| 7 December 2012
Bronze Age burial commemorated
A Bronze Age monument has been commemorated in Britain after a long-running campaign. The 4,000-year-old Quernhow burial mound, which was obliterated by the upgrading of the A1(M) motorway, has been marked with a plaque and stone by the Quernhow Café, near Ainderby Quernhow, by the British Highways Agency. Archaeologists say the site was "of primary importance in prehistoric times" as it stood on the plain between the three great henges of Thornborough to the north and those on Hutton Moor to the south, accompanied by a number of other tumuli nearby.
When it was unearthed in the 1950s, archaeologists found an imposing flat-topped stone cairn with four small pits in its centre, a number of small cremations and broken remains of pottery, human bones and foods vessels. Near the centre of the cairn, which was initially damaged by roadworks in the 1950s, was a 'curious four poster' of upright stones placed near to its north, south, east and west points.

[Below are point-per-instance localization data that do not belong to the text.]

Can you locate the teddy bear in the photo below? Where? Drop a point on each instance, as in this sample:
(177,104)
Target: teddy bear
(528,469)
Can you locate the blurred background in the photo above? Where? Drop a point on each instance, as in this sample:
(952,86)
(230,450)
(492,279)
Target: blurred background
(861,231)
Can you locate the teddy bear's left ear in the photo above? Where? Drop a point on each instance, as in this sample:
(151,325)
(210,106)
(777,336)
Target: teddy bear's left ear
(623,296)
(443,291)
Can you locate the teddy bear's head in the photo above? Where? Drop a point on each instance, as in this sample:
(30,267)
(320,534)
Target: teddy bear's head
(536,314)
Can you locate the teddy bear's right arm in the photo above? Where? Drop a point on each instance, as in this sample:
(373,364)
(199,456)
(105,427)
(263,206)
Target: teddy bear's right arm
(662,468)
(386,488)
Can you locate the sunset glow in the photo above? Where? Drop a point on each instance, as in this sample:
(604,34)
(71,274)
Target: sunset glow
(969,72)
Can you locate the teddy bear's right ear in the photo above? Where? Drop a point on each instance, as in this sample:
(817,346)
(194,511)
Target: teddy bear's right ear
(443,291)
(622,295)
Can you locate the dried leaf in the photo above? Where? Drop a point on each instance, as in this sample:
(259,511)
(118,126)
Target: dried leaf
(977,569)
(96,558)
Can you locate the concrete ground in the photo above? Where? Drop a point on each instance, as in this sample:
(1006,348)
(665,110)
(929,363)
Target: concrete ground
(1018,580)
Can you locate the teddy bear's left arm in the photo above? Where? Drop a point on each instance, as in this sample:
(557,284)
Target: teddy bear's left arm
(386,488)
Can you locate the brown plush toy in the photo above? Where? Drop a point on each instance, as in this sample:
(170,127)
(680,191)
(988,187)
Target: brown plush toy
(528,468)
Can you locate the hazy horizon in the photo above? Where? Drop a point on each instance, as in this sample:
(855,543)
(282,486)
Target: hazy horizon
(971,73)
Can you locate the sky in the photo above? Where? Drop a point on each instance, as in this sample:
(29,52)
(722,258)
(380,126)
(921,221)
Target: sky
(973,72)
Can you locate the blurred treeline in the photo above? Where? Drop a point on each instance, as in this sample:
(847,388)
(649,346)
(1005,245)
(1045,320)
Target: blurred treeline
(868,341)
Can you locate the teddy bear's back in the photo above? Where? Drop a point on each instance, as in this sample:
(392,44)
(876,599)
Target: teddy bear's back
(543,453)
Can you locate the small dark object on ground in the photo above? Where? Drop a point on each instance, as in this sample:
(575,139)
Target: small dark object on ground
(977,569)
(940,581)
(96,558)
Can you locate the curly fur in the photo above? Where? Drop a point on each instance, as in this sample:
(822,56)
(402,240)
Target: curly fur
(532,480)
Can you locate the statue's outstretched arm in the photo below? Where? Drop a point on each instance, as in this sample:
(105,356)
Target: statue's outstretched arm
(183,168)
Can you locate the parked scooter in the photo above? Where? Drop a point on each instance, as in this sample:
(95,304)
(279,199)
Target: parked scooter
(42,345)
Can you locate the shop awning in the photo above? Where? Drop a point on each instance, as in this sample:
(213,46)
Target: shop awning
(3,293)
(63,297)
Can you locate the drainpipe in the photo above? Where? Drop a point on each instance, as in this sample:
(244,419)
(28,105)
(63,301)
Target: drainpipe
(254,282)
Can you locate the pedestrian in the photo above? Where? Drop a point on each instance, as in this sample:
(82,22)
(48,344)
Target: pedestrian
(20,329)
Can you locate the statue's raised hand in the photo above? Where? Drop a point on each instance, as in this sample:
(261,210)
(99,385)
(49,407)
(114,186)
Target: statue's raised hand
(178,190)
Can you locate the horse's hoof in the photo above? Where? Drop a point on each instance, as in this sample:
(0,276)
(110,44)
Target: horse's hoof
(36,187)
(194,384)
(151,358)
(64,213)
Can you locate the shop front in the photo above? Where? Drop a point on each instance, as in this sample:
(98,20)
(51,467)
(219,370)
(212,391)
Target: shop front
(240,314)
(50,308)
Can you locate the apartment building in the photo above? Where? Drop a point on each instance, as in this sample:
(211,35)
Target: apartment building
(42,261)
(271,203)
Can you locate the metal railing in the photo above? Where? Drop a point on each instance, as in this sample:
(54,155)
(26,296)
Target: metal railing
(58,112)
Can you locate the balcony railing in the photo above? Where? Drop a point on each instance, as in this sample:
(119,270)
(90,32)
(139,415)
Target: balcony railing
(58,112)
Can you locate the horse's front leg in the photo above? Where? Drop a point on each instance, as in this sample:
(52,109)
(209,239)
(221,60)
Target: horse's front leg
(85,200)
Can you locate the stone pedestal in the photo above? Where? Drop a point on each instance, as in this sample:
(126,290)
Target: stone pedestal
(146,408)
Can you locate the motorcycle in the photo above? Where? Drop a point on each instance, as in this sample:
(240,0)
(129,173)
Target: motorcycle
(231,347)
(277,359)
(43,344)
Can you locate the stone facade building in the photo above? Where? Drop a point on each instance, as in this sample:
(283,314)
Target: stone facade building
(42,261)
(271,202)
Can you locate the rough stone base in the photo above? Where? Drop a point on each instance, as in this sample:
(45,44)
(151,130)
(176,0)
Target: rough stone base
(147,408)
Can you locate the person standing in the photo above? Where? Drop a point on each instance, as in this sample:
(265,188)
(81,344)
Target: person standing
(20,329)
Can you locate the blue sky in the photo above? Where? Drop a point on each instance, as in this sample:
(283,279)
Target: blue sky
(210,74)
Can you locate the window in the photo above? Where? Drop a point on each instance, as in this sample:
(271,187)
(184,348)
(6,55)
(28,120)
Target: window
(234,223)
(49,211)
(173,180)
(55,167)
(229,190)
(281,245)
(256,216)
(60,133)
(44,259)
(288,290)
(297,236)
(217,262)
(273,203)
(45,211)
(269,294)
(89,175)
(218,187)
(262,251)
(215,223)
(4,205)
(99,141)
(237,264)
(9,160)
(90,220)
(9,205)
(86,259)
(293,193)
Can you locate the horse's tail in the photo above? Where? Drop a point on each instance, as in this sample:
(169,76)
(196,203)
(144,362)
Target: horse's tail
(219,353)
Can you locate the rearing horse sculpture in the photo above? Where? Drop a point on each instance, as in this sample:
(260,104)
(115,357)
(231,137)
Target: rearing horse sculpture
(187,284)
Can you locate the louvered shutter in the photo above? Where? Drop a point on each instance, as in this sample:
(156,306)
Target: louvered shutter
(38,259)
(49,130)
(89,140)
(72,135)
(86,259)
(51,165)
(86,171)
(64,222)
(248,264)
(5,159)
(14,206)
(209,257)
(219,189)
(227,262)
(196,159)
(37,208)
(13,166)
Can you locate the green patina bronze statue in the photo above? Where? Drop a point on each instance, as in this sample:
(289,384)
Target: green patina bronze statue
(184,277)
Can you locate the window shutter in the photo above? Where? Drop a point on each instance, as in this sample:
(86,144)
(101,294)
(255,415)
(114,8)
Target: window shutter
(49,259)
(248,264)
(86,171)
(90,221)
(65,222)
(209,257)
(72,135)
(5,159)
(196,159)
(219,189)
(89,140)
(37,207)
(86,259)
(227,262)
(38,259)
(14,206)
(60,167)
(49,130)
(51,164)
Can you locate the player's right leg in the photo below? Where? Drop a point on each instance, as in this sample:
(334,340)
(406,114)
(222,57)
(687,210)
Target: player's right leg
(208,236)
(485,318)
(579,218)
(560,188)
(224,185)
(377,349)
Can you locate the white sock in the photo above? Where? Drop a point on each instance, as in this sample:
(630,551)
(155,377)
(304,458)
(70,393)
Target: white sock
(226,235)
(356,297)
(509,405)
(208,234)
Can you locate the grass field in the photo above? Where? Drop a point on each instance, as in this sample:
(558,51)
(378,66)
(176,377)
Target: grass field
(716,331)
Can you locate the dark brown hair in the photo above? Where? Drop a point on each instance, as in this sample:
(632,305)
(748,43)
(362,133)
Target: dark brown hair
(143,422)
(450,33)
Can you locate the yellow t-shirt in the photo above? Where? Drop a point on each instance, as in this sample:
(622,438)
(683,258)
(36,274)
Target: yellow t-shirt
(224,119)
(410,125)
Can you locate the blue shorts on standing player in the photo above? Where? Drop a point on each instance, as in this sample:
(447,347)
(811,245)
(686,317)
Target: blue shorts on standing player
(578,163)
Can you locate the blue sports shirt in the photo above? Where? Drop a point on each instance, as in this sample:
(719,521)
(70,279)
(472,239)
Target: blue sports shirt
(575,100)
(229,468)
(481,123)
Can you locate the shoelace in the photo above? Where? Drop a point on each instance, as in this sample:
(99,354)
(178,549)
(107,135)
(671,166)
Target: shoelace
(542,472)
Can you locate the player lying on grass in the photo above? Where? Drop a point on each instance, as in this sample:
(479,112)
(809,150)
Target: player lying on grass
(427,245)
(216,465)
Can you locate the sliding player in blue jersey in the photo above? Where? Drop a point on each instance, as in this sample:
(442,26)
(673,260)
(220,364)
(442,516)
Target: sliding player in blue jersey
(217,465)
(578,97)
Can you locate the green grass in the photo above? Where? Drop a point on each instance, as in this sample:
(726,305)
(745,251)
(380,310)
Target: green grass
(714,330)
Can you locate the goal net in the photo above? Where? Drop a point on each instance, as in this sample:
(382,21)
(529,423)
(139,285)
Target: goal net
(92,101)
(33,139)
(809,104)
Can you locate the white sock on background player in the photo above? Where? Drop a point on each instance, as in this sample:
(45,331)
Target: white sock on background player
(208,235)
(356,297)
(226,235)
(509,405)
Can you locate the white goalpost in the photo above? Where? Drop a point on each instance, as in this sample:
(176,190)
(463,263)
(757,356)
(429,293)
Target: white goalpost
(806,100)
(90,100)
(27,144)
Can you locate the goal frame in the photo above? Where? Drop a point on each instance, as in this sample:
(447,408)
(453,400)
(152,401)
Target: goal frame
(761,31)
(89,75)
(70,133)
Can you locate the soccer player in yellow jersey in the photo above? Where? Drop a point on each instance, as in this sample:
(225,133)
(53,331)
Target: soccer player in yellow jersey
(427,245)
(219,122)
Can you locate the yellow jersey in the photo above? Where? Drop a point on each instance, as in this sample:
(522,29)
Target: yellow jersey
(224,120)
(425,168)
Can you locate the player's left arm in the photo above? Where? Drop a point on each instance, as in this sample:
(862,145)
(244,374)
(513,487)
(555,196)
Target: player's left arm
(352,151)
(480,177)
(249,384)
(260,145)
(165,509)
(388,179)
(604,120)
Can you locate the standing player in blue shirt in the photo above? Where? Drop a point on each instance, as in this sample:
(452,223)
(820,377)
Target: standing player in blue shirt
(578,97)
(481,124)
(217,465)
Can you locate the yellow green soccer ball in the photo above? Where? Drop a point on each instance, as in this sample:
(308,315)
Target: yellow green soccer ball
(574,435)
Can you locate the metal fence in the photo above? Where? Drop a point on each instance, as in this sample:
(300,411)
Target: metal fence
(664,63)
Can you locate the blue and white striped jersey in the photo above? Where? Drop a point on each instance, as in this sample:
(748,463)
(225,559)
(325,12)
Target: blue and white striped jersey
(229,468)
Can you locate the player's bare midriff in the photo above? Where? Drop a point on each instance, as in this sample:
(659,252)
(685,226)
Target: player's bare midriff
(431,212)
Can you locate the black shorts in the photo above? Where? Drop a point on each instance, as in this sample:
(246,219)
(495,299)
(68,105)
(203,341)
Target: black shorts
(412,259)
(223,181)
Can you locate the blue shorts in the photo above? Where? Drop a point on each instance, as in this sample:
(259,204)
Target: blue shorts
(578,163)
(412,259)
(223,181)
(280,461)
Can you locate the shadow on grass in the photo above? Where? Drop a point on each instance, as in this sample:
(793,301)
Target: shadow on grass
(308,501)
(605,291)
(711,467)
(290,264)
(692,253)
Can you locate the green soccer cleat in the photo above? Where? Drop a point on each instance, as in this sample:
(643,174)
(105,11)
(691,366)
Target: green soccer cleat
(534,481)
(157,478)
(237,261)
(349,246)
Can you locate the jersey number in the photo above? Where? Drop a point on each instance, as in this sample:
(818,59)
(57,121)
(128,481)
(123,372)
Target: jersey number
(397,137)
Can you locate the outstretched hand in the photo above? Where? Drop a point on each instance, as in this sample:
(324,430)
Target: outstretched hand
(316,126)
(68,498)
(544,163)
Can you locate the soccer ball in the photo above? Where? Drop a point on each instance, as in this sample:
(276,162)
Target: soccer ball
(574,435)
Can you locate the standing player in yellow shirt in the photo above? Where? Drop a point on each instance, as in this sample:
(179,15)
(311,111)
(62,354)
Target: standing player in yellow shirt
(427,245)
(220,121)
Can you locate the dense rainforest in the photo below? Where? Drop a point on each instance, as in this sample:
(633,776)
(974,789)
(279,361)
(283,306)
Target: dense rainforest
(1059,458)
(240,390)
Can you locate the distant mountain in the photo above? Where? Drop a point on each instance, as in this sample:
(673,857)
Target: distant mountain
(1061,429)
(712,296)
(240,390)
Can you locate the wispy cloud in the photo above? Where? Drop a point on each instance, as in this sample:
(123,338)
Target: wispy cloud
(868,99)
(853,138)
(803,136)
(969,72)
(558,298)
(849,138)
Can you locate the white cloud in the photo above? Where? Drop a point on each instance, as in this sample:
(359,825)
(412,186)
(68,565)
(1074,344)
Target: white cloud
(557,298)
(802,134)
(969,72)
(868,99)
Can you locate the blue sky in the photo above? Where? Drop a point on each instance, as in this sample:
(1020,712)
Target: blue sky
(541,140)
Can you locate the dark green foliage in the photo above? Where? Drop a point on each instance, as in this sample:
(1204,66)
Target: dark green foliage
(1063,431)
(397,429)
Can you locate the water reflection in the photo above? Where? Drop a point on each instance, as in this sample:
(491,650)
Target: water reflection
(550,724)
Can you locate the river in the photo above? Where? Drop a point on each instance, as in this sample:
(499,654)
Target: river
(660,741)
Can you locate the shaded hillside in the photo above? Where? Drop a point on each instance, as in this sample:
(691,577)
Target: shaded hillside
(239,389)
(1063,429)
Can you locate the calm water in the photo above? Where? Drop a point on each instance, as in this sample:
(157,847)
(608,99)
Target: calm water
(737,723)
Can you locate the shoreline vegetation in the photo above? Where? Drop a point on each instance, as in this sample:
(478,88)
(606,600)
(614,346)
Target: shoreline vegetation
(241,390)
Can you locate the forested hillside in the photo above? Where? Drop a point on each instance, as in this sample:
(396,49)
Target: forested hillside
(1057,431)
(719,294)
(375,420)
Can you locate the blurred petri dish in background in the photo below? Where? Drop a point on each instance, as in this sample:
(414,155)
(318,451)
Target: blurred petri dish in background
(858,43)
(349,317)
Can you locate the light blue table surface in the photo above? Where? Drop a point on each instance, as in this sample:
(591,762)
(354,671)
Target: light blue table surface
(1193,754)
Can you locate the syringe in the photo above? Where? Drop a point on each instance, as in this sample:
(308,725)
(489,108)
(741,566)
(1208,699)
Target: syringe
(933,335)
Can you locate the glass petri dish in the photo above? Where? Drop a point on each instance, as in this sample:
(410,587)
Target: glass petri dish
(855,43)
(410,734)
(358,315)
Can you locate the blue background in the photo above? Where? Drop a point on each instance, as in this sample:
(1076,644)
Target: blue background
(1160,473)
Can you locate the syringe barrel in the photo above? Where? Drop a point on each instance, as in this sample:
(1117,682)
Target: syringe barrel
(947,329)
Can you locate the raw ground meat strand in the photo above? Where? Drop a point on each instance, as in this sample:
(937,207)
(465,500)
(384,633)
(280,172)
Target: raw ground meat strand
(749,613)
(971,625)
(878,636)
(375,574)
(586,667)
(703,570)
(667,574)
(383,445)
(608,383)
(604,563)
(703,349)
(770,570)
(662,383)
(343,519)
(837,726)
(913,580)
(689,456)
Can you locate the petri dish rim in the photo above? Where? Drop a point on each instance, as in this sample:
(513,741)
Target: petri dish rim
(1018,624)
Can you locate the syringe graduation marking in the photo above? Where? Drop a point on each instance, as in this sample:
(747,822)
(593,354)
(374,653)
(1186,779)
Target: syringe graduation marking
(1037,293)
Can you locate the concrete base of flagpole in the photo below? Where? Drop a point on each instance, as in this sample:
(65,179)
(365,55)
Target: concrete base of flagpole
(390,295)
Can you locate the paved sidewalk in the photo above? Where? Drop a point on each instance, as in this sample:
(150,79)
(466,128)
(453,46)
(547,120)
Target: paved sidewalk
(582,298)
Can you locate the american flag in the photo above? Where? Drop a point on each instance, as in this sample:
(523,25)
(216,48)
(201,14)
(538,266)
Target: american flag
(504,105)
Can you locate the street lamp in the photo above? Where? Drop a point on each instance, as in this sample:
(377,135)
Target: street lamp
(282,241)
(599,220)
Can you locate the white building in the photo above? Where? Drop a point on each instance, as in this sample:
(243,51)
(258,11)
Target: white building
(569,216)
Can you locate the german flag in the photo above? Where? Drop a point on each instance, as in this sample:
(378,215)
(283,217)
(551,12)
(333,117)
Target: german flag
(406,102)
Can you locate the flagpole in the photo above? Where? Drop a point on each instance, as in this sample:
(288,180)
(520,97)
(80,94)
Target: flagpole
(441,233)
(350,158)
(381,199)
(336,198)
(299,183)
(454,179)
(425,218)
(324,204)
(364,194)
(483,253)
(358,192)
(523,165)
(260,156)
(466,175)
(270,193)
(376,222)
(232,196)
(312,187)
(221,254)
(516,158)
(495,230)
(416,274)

Archeologist Blaise Vyner said the mound was important as few Bronze Age sites of this kind have been found in the Vale of York. He said: "There are a large number on the North York Moors and in the Dales, but not here because the population was presumably a lot thinner. We know they were used between approximately 2200 BCE and 1850 BCE, but it's difficult to say exactly when, how many people were buried, or whether these were only for people of a higher social standing. That's what the food vessels that were found indicate, but it's a fascinating area to explore."